Container demand is unlikely to bounce back until 12 months from now or longer, according to a recent report from container logistics platform Container XChange.
This year’s cautious consumer spending is likely to extend into 2024, according to the report, which pointed to Walmart and Target executives voicing concerns that consumers are having a tough time with high interest rates.
Weak demand this year is reflected in Drewry’s Port Throughput Index, which indicated that total volume at 340 global ports was down 0.1 percent in August when compared to the year prior. Container shipping giant Maersk reflected this data in its quarterly report, indicating that annual worldwide container volume performance would fall by as much as 2 percent this year.

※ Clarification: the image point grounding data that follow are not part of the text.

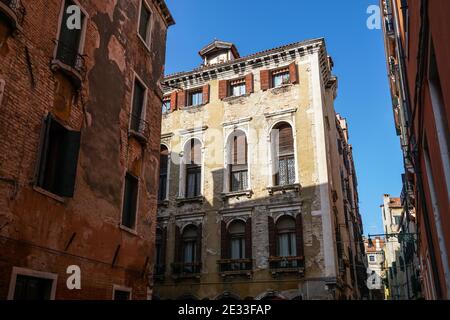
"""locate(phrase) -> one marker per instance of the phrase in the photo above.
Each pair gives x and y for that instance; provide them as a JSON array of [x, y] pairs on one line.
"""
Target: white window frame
[[147, 42], [144, 106], [117, 287], [31, 273], [83, 27]]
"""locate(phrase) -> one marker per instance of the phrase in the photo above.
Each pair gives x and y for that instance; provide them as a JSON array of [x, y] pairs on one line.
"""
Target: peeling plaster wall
[[101, 111], [304, 107]]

Low container demand keeps freight rates down too.
Drewry’s World Container Index, which measures spot freight rates across eight major global trade routes, fell by 2 percent to $1,469 per 40-foot container as of Thursday. On a year-over-year basis, the index has dropped by 43 percent when compared with the same week last year.

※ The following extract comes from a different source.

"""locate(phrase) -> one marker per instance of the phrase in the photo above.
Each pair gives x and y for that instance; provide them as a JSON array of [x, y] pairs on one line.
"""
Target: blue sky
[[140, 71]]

In a survey with industry stakeholders including shippers and ocean carriers, Container XChange said that 43 percent of respondents expect low-profit freight rates to continue into 2024, up from the 36 percent who think they will rise again. Another 21 percent is uncertain.

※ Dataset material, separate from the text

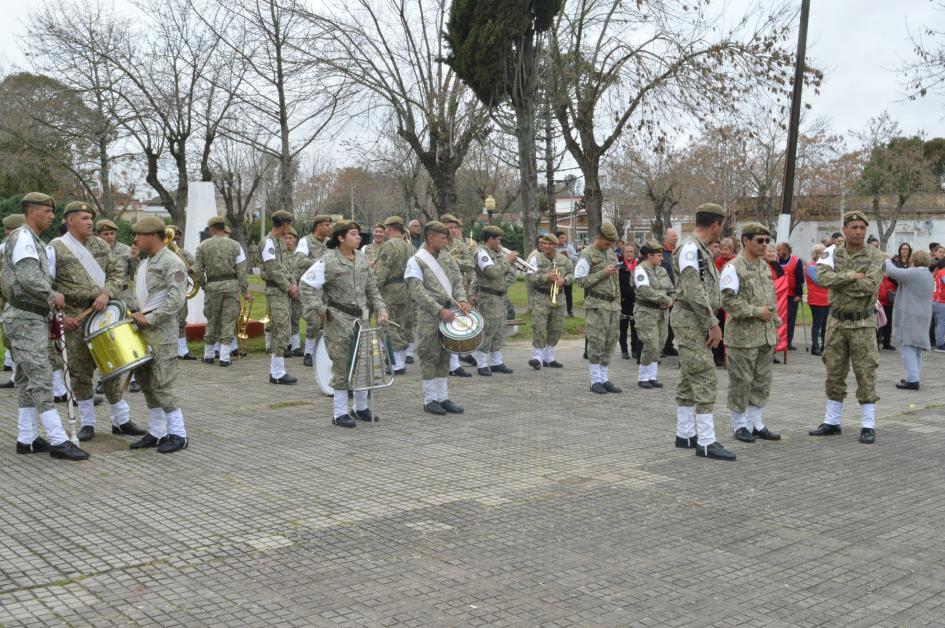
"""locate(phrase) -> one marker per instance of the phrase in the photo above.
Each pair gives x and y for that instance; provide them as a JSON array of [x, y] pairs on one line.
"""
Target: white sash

Container XChange said low demand has also led to a surge in empty container stockpiles.
“Regarding port pairs, we continue to observe areas with a shortage of containers. Customers are requesting extended container stays, which is affecting the number of voyages we can carry out with our equipment,” said Josilene Mattos, senior global account manager, Hapag-Lloyd, in the report. “We anticipate a stable demand for 2024 and a more balanced market supply, primarily driven by evolving environmental regulations that will influence the availability of services, as most companies will be adjusting to the new policies.”
Container depots are struggling with the oversupply of containers, with 63 percent of survey respondents saying they expect depots to stay congested in 2024. Twenty-seven percent expect the year to start with congestion before clearing up, while another 10 percent don’t expect any congestion.
On top of congestion concerns, major ocean carriers expect that new ship construction and deliveries will create an oversupply of vessels. Across 11 top carriers, 2.48 million 20-foot equivalent units (TEUs) of shipping capacity was set for completion in 2023, but that number will jump to 2.95 million TEUs in 2024, Container XChange said, reporting data from shipping research tool and database Alphaliner.
More vessels more than likely means more blank sailings, according to the survey respondents. Sixty three percent say they expect more blank sailings in 2024, with 28 percent anticipating the same amount as 2023. Only 9 percent expect a decrease, Container XChange says.
Alongside the blank sailings, container availability is likely to remain highly imbalanced in 2024, the report said. As Europe grapples with its own ongoing economic crisis, facing declining trade and subsequently, a drop in container trade, the region is struggling with the challenge of surplus containers causing repositioning costs exceeding the cost of the containers themselves.
“We have a poisonous mix of severely imbalanced container trade with a high level of excess inventory in Europe, and at the same time unreliable shipping services, suddenly lacking the vessel capacity to reposition empties out which in turn makes the situation even more difficult,” said Christian Roeloffs, co-founder and CEO, Container XChange, in the report.
The vessel surplus could also trigger intense competition among carriers, once again leading to more price reductions that may adversely impact their long-term profitability.
Major ocean carriers have felt the brunt of falling prices. Maersk’s revenue tumbled nearly 47 percent to $12.1 billion while net income fell 94.5 percent to $8.8 billion. Similarly, revenue for Hapag-Lloyd declined 55 percent in the quarter to $4.5 billion, while net income nosedived 94 percent to $293 million.
When asked by Container XChange about business performance in 2023, responses were mixed among shippers and ocean carriers. While 37 percent called it an average year, nearly as many (36 percent) said it was below average. Above average came in at just 27 percent.
With that in mind, recovery next year isn’t going to be easy. Fifty-seven percent of carriers expect to struggle with recovering demand in 2024, compared to 33 who expect they’ll be okay. The remaining 10 percent are uncertain.